Displaying Loss Values on Tensorboard
Tensorboard is one of the most useful tools to display various metrics during the training. Fed-BioMed offers an option to display loss values on the tensorboard interface. This article focuses on how to use tensorboard on Fed-BioMed to display loss values during the training rounds in each node. This section is presented as follows:
- Running experiment with tensorboard option
- Launching tensorboard
- Using tensorboard
The tensorboard logs of an experiment is saved in a directory, by default TENSORBOARD_RESULTS_DIR
. Thus, if you re-use the same directory for another experiment, the previous experiment's tensorboard logs are cleared. See below to learn how to specify per-experiment directory.
Breakpoints currently do not save tensorboard monitoring status and tensorboard logs. If you continue from a breakpoint, tensorboard monitoring is not restarted and logs from pre-breakpoint run are not restored.
Running Experiment with Tensorboard Option
During the training of each round, scalar values are sent by each node through the monitoring
channel. The experiment does not write scalar values to the event file as long as it has been specified. To do that you need to set tensorboard=True
while you are initializing an experiment (see below). Afterward, the Monitor
will be activated, and it will write the loss values coming from each node into a new log file. Thanks to that, it is possible to display and compare on the tensorboard loss evolution (and model performances) trained on each node. By default, losses are saved in files under the runs
directory.
from fedbiomed.researcher.federated_workflows import Experiment
exp = Experiment(tags=tags,
model_args=model_args,
training_plan_class=MyTrainingPlan,
training_args=training_args,
round_limit=rounds,
aggregator=FedAverage(),
node_selection_strategy=None,
tensorboard=True
)
Validation facility
Tensorboard displays the results of the validation/testing steps. During each Round, values will be exported into Tensorboard in real time. If test_batch_size is set to a specific value, each computed value will be reported (depending on the size of test_batch_size set).
Launching Tensorboard
1. From Terminal
Tensorboard comes with the fedbiomed-researcher
conda environment. Therefore, please make sure that you have activated the conda fedbiomed-researcher
environment in your new terminal window before launching the tensorboard. You can either activate the conda environment using conda activate fedbiomed-researcher
or ${FEDBIOMED_DIR}/scripts/fedbiomed-environment researcher
.
You can launch the tensorboard while your experiment is running or not. If you launch the tensorboard before running your experiment, it won't show any result at first. After running the experiment, it will save tensorboard event logs into the runs
directory during the training. Afterward, you can refresh tensorboard page to see the current results.

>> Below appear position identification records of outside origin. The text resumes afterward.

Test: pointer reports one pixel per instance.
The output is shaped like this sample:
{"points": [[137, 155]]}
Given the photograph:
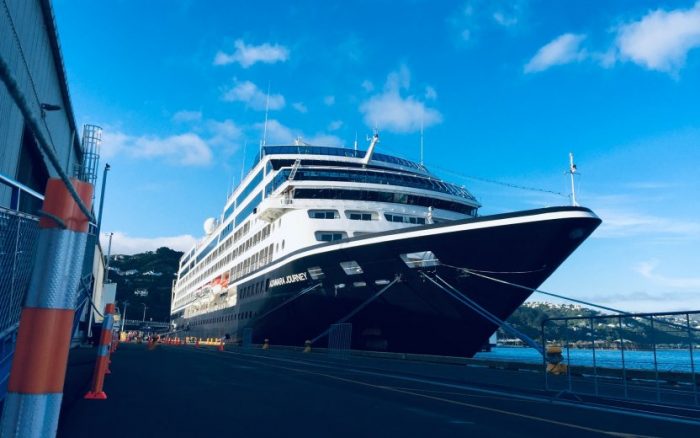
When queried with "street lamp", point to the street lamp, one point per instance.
{"points": [[126, 303], [109, 253]]}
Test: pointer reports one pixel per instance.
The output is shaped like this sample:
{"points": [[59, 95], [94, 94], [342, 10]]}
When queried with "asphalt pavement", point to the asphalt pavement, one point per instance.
{"points": [[176, 391]]}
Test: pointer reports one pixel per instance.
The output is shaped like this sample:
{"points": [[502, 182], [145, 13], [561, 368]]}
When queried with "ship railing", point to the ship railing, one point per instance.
{"points": [[642, 357]]}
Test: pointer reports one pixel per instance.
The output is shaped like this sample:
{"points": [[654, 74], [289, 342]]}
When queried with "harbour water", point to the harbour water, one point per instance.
{"points": [[678, 360]]}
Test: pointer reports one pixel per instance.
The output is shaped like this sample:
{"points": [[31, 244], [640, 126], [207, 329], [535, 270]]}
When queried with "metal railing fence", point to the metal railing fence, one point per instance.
{"points": [[18, 238], [645, 357], [340, 339]]}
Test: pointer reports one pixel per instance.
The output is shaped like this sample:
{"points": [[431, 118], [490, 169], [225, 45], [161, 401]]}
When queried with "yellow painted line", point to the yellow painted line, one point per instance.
{"points": [[455, 402]]}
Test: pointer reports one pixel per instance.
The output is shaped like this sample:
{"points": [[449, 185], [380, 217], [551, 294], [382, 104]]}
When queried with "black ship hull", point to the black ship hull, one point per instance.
{"points": [[412, 315]]}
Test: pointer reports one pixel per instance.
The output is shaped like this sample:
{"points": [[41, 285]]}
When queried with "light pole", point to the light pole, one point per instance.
{"points": [[102, 198], [109, 251], [126, 304]]}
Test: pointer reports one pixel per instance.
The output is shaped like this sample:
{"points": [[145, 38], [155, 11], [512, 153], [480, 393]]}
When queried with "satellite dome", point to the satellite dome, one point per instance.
{"points": [[209, 225]]}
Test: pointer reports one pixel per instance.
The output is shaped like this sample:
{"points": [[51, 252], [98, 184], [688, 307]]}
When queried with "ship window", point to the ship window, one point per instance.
{"points": [[360, 215], [405, 219], [316, 273], [351, 268], [422, 259], [323, 214], [330, 236]]}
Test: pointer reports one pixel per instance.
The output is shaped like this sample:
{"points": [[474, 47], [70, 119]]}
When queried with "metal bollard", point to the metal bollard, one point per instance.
{"points": [[102, 364], [35, 387]]}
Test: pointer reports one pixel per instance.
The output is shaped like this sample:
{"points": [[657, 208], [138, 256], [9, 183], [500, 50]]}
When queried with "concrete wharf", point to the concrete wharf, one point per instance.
{"points": [[187, 391]]}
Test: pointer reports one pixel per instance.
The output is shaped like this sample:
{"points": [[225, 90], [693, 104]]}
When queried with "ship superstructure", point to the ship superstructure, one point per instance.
{"points": [[346, 223]]}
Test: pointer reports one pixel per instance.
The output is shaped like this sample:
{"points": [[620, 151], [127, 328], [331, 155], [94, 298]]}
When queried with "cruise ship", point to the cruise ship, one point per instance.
{"points": [[316, 236]]}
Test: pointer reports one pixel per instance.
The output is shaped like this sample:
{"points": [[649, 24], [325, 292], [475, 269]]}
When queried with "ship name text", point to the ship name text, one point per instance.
{"points": [[294, 278]]}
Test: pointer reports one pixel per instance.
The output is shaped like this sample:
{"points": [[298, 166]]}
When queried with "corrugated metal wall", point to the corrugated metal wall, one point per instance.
{"points": [[26, 45]]}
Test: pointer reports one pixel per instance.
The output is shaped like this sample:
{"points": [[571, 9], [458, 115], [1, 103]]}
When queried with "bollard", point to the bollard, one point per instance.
{"points": [[35, 386], [101, 365], [554, 360]]}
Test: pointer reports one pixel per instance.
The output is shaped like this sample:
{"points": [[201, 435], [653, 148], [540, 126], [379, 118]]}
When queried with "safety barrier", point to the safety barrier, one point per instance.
{"points": [[340, 339], [646, 357], [104, 349], [35, 387], [19, 231]]}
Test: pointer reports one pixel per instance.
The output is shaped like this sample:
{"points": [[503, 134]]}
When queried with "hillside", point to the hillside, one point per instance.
{"points": [[636, 331], [145, 279]]}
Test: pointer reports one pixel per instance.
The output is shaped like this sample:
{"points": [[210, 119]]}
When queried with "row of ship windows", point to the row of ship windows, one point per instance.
{"points": [[252, 241], [366, 216], [232, 317]]}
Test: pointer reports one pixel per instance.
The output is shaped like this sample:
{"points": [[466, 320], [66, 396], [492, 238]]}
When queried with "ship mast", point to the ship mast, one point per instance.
{"points": [[572, 172]]}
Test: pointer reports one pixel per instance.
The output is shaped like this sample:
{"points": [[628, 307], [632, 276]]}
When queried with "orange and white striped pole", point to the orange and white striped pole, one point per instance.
{"points": [[101, 365], [35, 387]]}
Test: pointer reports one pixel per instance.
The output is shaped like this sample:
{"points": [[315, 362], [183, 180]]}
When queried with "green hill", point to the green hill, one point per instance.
{"points": [[153, 272]]}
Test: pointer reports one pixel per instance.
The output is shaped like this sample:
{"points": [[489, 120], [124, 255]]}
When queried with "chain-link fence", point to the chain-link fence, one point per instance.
{"points": [[649, 357], [18, 237]]}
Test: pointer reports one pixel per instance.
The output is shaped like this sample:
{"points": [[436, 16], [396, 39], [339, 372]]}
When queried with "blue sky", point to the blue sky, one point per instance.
{"points": [[505, 90]]}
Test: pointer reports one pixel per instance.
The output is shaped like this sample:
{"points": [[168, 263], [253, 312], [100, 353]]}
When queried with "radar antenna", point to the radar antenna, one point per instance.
{"points": [[267, 110], [421, 138], [370, 150]]}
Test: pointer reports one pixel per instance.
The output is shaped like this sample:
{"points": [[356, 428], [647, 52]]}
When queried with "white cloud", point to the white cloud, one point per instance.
{"points": [[660, 40], [648, 270], [299, 106], [246, 55], [278, 133], [476, 16], [187, 149], [329, 100], [187, 116], [562, 50], [335, 125], [249, 93], [391, 111], [505, 20], [225, 134], [122, 243]]}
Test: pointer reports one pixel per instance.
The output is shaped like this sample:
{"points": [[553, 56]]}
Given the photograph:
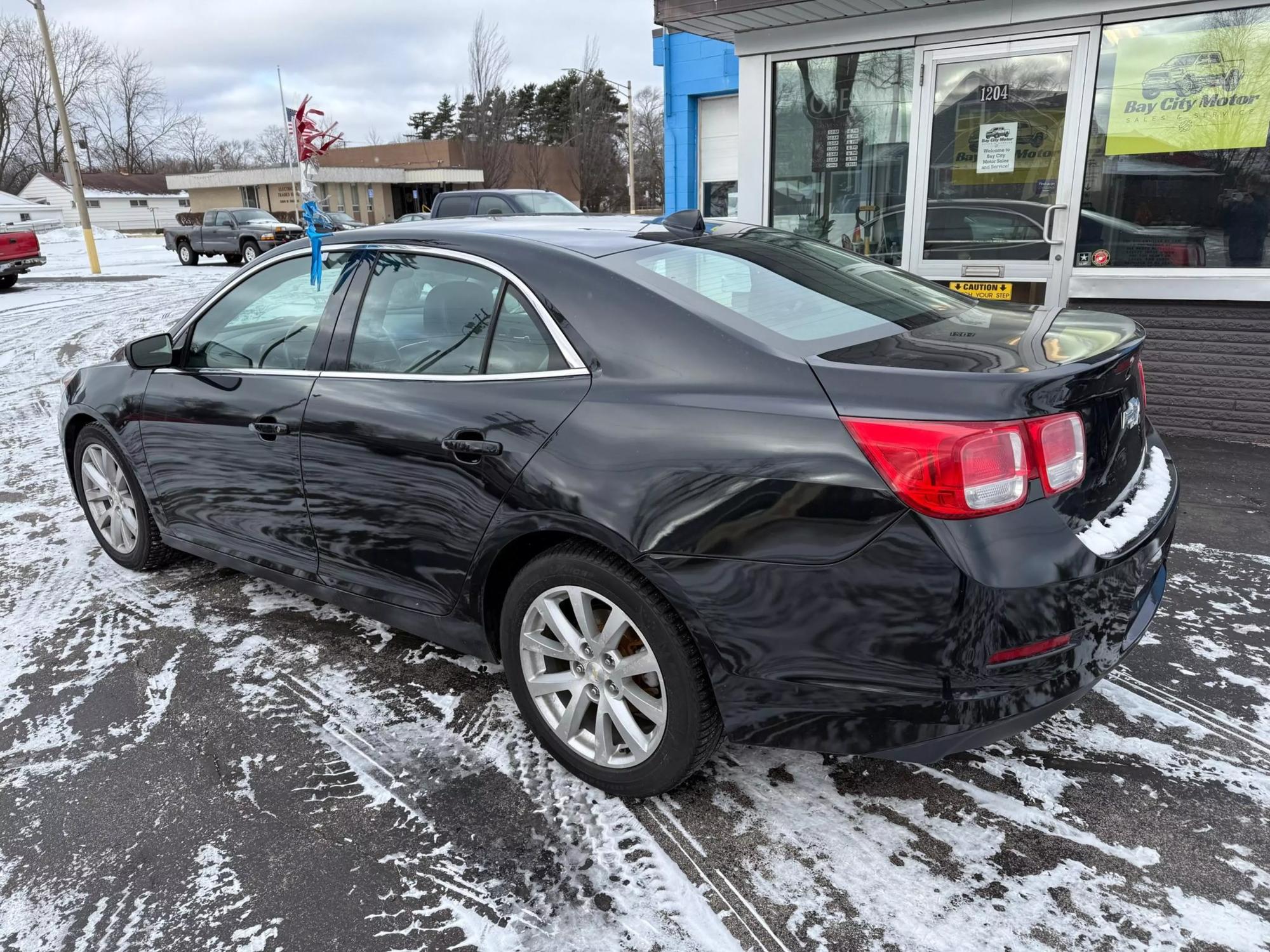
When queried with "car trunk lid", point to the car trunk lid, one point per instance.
{"points": [[1010, 364], [16, 246]]}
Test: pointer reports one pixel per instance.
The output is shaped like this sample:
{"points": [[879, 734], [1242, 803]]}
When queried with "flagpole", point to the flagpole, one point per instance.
{"points": [[291, 130]]}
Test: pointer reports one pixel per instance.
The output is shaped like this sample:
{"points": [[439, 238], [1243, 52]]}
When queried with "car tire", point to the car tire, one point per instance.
{"points": [[138, 546], [679, 690]]}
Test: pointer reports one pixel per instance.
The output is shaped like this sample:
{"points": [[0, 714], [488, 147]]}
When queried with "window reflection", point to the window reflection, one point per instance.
{"points": [[840, 140], [1178, 163]]}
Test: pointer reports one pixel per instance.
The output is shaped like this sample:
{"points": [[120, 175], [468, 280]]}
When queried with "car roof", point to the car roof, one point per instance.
{"points": [[493, 192], [592, 235]]}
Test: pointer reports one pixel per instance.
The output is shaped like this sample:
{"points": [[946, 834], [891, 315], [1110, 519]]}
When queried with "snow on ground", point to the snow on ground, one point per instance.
{"points": [[196, 760]]}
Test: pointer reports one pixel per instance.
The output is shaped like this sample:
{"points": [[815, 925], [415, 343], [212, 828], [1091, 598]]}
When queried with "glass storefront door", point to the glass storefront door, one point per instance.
{"points": [[996, 169]]}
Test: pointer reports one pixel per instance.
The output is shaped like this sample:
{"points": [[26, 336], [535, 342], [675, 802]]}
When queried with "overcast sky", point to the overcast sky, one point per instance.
{"points": [[368, 64]]}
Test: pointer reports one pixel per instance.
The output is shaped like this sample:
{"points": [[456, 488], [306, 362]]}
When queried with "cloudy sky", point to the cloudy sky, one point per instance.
{"points": [[369, 63]]}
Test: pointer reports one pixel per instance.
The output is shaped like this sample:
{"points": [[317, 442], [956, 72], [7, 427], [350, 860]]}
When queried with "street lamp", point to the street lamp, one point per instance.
{"points": [[631, 130], [72, 163]]}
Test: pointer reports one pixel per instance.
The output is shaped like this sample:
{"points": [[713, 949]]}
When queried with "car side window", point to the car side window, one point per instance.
{"points": [[269, 321], [521, 345], [425, 314], [493, 205], [453, 208]]}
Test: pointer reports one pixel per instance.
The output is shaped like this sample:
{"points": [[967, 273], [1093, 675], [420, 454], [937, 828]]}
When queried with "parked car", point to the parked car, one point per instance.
{"points": [[683, 480], [1188, 74], [1014, 230], [504, 201], [20, 253], [239, 234]]}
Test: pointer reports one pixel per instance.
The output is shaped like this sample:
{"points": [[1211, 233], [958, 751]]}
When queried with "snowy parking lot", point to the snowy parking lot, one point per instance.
{"points": [[197, 760]]}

While you are launching the tensorboard, you need to pass the correct logs directory with --logdir
parameter. You can either change your directory to Fed-BioMed's base directory or use the FEDBIOMED_DIR
environment variable if you set it while you were installing Fed-BioMed.
Option 1:
$ cd path/to/fedbiomed
$ tensorboard --logdir runs
Option 2:
$ tensorboard --logdir $FEDBIOMED_DIR/runs
2. From Jupyter Notebook
It is also possible to launch a tensorboard inside the Jupyter notebook with the tensorboard extension. Therefore, before launching the tensorboard from the notebook you need to load the tensorboard extension. It is important to launch the tensorboard before running the experiment in the notebook. Otherwise, you will have to wait until the experiment is done to be able to launch the tensorboard because the notebook kernel will be busy running the model training.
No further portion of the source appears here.